The other day the hardworking staff stumbled upon this Architectural Digest post headlined “10 Buildings People Love to Hate but Shouldn’t: Reconsidering Brutalism, architecture’s most argued-over style.”
Immediately we thought, Boston City Hall has got to be one of them.
And bingo – number three with a bullet.
Boston City Hall was created by the masterful principals of Kallmann McKinnell & Knowles with Campbell, Aldrich & Nulty (also architects) and engineers LeMessurier. Completed in 1968, the building is the centerpiece of the city’s famous (some critics of the design would say “infamous”) Government Center.
Detail of coffered concrete overhangs at Boston City Hall.

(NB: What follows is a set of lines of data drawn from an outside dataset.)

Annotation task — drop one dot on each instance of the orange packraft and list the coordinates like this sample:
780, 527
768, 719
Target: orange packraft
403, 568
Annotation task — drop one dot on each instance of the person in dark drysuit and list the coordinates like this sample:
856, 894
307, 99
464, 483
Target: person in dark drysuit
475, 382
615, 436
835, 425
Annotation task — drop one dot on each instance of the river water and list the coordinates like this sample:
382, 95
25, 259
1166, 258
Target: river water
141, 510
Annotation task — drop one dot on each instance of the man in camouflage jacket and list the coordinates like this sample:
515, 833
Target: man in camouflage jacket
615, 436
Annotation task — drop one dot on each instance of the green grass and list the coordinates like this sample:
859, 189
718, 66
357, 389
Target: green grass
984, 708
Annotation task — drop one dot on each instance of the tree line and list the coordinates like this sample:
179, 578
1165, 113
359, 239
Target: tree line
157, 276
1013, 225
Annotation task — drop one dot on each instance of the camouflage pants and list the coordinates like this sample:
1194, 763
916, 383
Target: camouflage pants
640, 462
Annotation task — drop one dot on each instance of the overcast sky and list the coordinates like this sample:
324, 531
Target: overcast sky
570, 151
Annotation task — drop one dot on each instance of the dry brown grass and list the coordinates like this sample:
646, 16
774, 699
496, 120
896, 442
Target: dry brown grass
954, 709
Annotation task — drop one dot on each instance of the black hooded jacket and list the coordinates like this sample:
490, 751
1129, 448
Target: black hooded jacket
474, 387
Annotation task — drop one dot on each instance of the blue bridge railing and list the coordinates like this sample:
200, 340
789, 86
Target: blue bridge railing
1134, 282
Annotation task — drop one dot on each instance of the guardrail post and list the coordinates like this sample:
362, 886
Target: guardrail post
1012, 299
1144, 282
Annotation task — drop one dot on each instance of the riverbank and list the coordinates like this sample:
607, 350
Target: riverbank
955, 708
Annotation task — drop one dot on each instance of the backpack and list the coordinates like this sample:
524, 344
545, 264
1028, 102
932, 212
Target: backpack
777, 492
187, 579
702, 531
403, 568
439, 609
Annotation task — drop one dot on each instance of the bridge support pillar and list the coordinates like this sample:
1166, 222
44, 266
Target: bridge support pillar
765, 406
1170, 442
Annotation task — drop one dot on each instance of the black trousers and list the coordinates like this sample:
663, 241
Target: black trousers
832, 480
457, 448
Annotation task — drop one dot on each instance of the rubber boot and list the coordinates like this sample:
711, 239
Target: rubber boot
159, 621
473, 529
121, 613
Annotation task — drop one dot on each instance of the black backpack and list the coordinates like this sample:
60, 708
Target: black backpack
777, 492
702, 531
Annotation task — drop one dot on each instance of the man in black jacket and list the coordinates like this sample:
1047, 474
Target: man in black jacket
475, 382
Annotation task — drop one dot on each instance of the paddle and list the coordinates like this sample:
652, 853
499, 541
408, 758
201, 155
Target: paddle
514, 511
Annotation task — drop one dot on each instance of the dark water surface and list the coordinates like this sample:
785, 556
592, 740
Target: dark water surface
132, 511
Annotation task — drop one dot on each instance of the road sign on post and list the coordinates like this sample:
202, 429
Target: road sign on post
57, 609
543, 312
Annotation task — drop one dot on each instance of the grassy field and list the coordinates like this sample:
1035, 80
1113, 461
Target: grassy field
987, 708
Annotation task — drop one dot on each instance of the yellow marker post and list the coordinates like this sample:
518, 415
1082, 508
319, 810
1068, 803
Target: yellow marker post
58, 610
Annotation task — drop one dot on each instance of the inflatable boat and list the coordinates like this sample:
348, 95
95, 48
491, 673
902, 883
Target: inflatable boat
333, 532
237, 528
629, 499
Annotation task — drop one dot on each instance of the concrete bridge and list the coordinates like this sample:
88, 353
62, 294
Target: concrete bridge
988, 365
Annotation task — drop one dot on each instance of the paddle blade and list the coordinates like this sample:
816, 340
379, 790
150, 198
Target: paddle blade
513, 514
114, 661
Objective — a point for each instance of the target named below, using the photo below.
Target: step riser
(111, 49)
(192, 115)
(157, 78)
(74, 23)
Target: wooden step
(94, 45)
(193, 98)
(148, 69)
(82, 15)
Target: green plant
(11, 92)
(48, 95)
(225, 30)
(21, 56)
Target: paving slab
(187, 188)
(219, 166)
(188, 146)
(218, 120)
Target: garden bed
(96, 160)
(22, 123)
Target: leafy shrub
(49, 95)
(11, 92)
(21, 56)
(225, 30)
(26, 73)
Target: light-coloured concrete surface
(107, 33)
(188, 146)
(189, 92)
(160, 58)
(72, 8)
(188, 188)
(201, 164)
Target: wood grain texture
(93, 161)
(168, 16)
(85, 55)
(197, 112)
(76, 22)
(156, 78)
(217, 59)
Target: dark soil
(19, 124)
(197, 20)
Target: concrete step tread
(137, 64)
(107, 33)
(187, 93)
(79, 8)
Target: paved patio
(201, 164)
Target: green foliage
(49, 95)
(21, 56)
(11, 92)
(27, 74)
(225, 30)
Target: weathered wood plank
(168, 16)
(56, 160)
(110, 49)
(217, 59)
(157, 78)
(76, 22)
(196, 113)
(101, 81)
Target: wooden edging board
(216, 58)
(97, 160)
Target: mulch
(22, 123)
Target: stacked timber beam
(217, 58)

Here at the Global Worldwide Headquarters, we’ve long put on the pom poms for Boston’s Brutalist Boondoggle, roundly endorsing New York Times architectural critic Ada Louise Huxtable’s glowing tribute to the new building on the occasion of its 1969 unveiling.
Huxtable’s critical verdict was thoroughly upbeat.
Boston can celebrate with the knowledge that it has produced a superior public building in an age that values cheapness over quality as a form of public virtue. It also has one of the handsomest buildings around, and thus far, one of the least understood.
It is a product of this moment and these times – something that can be said of successful art of any period. And it is a winner, in more ways than one.
Except . . . it’s been a loser in every way since then.
Over a decade ago, the hardwincing staff noted this piece by Boston Globe architectural critic Robert Campbell about “what people would choose for demolition here.”
Ugly is in the eye of the beholder
Readers vote for Boston buildings they’d rather not see
The ugliest building in Greater Boston is Boston City Hall. At least, that’s the opinion of Globe readers. For second ugliest, they’re split between the Government Center Parking Garage and the twin white towers known as Symphony Plaza East and West, which stand at the corner of Massachusetts and Huntington . . .
Of City Hall, one e-mails, “It’s scary, right out of ‘1984,’ intimidating and grim.’’ Another disses it as “a hideous and disastrously non-functional abomination of a building.’’ And another calls it “a landmark which is infamous, not famous.’’
Campbell himself was “a fan of this powerful, ugly-and-wonderful building, and I look forward to the day when it gets the loving and inventive spruce up it needs and deserves.”
And . . . we’re still waiting.
Oddly enough, two months earlier the Globe Magazine had featured a piece by staffer Sarah Schweitzer headlined, “In praise of ugly buildings: Could this be the decade during which Boston’s most ridiculed are recognized as treasures?” The praise was, shall we say, somewhat less than full-throated.
Resentment of modern buildings was bound to be acute in Boston. We are a city that revels in our history. The mid-century-modern buildings — most notoriously, those that rose in Government Center on the site of the leveled Scollay Square — buried blocks of history to make room for themselves. But the buildings’ defenders say that past sins must be forgiven and that the buildings should be recognized for their own history — that of ushering Boston into the 20th century. When they were built, Boston was suffering from the departure of its manufacturing base. Nothing of note had been built in downtown for decades. The new buildings rising on the skyline were a sign of turnaround. “These buildings countered the perception that Boston was an economic backwater,” says Mark Pasnik, a Boston architect.
That “economic backwater” perception is long gone. But City Hall’s “ugly building” tag will likely live forever.